The below example will prefer a secondary with tag dc:ny,rack:1. If no such secondary is available, the read operation will target to a secondary with tag dc:ny and if no such secondary is available either, any available secondary is chosen. As a final fallback the read will be served from the primary.

mongodb://example1.com,example2.com,example3.com/?readPreference=secondaryPreferred&readPreferenceTags=dc:ny,rack:1&readPreferenceTags=dc:ny&readPreferenceTags=

Refer to Read Preference Options and Write Concern Options for more details.

Starting with Oak 1.9.3 the MongoDocumentStore automatically uses client sessions with causal consistency when running on MongoDB 3.6 or newer. This feature can be disabled by setting a system property: -Doak.mongo.clientSession=false.

Causal consistent client sessions allows MongoDocumentStore to always read from a secondary when configured with the relevant read preference and at the same time guarantee the required consistency. This is most useful in a distributed deployment with multiple Oak processes connected to a MongoDB replica-set. Putting a MongoDB secondary close to an Oak process ensures low read latency when Oak is configured to always read from the nearby MongoDB secondary.

The MongoDocumentStore periodically estimates the replication lag of the secondaries in the replica-set and may decide to read from the primary even when the read preference is configured otherwise. This is to prevent high query times when the secondary must wait for the replication to catch up with the state required by the client session. The estimate is rather rough and will switch over to the primary when the lag is estimated to be more than five seconds.

Configuration

Independent of whether the DocumentNodeStore is initialized via the OSGi service or the builder, the implementation will automatically take care of some appropriate default MongoDB client parameters. This includes the write concern, which controls how many MongoDB replica-set members must acknowledge a write operation. Without an explicit write concern specified in the MongoDB URI, the implementation will set a write concern based on the MongoDB topology. If MongoDB is setup as a replica-set, then Oak will use a majority write concern. When running on a single standalone MongoDB instance, the write concern is set to ‘acknowledged’.

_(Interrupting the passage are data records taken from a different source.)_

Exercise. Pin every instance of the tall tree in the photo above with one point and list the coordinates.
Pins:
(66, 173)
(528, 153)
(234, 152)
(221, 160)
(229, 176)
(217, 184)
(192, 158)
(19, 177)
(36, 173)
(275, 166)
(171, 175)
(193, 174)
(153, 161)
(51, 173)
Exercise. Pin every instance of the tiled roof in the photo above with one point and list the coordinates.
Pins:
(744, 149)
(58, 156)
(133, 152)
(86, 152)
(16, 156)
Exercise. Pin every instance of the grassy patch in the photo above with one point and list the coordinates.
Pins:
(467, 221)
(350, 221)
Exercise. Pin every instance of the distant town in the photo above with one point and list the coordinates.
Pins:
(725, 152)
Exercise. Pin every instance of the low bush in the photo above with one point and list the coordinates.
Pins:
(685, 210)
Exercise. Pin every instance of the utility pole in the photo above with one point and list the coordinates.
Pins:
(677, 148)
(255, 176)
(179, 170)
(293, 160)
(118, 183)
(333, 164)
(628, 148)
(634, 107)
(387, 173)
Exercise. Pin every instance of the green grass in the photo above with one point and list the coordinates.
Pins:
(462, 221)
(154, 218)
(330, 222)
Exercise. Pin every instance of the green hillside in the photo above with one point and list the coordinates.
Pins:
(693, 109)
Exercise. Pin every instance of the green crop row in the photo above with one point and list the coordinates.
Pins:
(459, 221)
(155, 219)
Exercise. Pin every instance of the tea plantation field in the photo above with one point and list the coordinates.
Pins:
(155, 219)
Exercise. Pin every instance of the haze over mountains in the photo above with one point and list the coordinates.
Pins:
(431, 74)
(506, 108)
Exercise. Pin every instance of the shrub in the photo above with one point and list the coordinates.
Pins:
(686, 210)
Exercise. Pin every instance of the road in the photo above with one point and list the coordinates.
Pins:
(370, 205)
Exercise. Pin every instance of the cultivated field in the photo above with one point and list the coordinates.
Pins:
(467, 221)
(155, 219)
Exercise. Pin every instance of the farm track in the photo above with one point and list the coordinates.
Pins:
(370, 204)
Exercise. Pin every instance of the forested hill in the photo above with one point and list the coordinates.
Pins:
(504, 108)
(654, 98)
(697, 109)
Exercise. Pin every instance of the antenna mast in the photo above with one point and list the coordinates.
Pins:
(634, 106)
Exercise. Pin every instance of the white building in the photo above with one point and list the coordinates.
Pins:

Similarly, a read concern is set automatically, unless explicitly specified in the MongoDB URI. A majority read concern is set when supported, enabled on the MongoDB server and a majority write concern is in use. Otherwise the read concern is set to local.

Oak will log WARN messages if it deems the read and write concerns given via the MongoDB URI insufficient.

In addition to specifying the read preference and write concern in the MongoDB URI, those two parameters can also be set and changed at runtime by setting the property readWriteMode in the cluster node metadata. A cluster node will pick up the change within ten seconds (when it renews the lease of the cluster node id). This is a string property with the format 'readPreference=<preference>&w=<writeConcern>' similar to the way it is used in MongoDB URI. Just that it does not include other option details.

The following MongoDB shell command will set the read preference to primary and the write concern to majority for all cluster nodes:

> db.clusterNodes.update({},
  {$set: {readWriteMode:'readPreference=primary&w=majority'}},
  {multi: true})